Danovitch echoes this same Machiavellian approach to crisis and states truthfully her psychotic opinion in the last sentence of her New York Times article. It is the most telling sentence of the article and a lens by which to decode the rest of the article.
“Masks are hopefully not here to stay, but while they are still necessary, we should make the most of them.”
What does Danovitch mean by “make the most of them?”
Though Danovitch, in that article, is critical of a Utah mom who was concerned about the impact of public health mandates “rewiring” the brains of children, Danovitch spends the article going through the importance of using masks to do exactly that — to rewire the brains of our children. Likely without intending to, Danovitch makes a compelling argument for how effective masks are at that.
New York Times: Masks Distract Children And Prevent Them From Focus On More Important Matters
For many people, their finest creative moments take place when they have no cell signal or when the phone battery dies, when it is the early morning hours or late hours, or when they close themselves up and hunker down on a project. In such a moment, that person is able to limit distraction of daily life and to focus. Until the power goes out, it is almost hard to realize how distracted one is by the din of daily life, and how much one misses what life is like absent that noise. In such moments one finds the “signal” of life and not just the noise. In such moments, one learns to rely on ones own available faculties. Danovitch seems to write applaudingly about that calm environment in which one can pay attention, but she is in fact writing applaudingly about the very opposite — distraction:
“Wearing a mask can also help teach children to pay more attention to their own bodies and physical behaviors.”
Here, Danovitch writes “pay attention,” but she really means the exact opposite. She is talking about distraction. Instead of a child paying attention to what he or she really wants to focus on, the child is paying attention to a distraction — a face mask.
To pay attention to a distraction is to be distracted. To be distracted is the opposite of to pay attention. Do you see what Danovitch did here? She used the antonym in place of the word that fit. She communicated the opposite. Using an antonym in place of a word that fits is called lying.

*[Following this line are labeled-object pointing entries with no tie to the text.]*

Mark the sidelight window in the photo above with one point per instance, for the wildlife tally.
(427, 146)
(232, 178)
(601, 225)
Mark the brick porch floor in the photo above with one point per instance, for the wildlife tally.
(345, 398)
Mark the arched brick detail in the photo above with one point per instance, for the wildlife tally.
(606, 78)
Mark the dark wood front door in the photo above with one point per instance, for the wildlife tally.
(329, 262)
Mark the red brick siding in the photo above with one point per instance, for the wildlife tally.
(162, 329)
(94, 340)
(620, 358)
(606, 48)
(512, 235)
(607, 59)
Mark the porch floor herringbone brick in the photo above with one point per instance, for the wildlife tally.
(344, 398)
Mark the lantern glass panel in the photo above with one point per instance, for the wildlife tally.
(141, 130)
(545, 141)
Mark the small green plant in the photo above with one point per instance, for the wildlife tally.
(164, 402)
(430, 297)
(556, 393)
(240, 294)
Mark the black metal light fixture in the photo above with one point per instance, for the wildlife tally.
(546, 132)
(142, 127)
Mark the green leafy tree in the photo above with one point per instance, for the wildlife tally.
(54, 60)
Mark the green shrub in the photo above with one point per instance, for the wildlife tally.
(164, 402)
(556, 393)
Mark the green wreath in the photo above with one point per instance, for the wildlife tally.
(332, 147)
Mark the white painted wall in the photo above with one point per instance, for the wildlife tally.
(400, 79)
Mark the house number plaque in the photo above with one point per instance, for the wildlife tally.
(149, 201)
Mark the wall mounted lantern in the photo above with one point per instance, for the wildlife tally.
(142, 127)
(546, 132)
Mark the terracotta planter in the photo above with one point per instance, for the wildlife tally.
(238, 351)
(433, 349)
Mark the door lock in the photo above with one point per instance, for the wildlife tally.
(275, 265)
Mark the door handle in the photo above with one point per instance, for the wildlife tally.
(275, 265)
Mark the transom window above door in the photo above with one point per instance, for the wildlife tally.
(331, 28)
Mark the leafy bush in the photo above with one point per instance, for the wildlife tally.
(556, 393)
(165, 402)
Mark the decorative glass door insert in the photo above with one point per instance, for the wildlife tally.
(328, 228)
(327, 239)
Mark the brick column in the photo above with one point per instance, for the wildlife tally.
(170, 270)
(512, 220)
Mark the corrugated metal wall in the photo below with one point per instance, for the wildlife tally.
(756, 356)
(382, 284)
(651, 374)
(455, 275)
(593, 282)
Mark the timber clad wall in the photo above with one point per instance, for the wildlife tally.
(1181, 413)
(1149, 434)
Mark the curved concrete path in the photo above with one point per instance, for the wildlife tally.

This is one of the techniques of the chattering classes, intended to lull you into comfort in the midst of whatever vile concept that they are spewing. Frank Lutz elaborated upon this technique with praise in his 2007 book Words That Work.
Lying does not deserve praise. It deserves rebuke. Let us spend a little more time, though, on the significance of distraction.
The Significance Of Distraction
Maria Montessori (1870-1952) writing in The Secret of Childhood demonstrates the need for a child to be left alone to focus. It is one of the main conflicts between the adult world and the child world — an inability for an adult to leave the child alone to focus.
Instead, there is commonly a goal to push the child to comply with the adult’s hectic schedule or any adult schedule. Schedules are not all bad, but sometimes schedules provide more distraction from what is really important than they provide benefit.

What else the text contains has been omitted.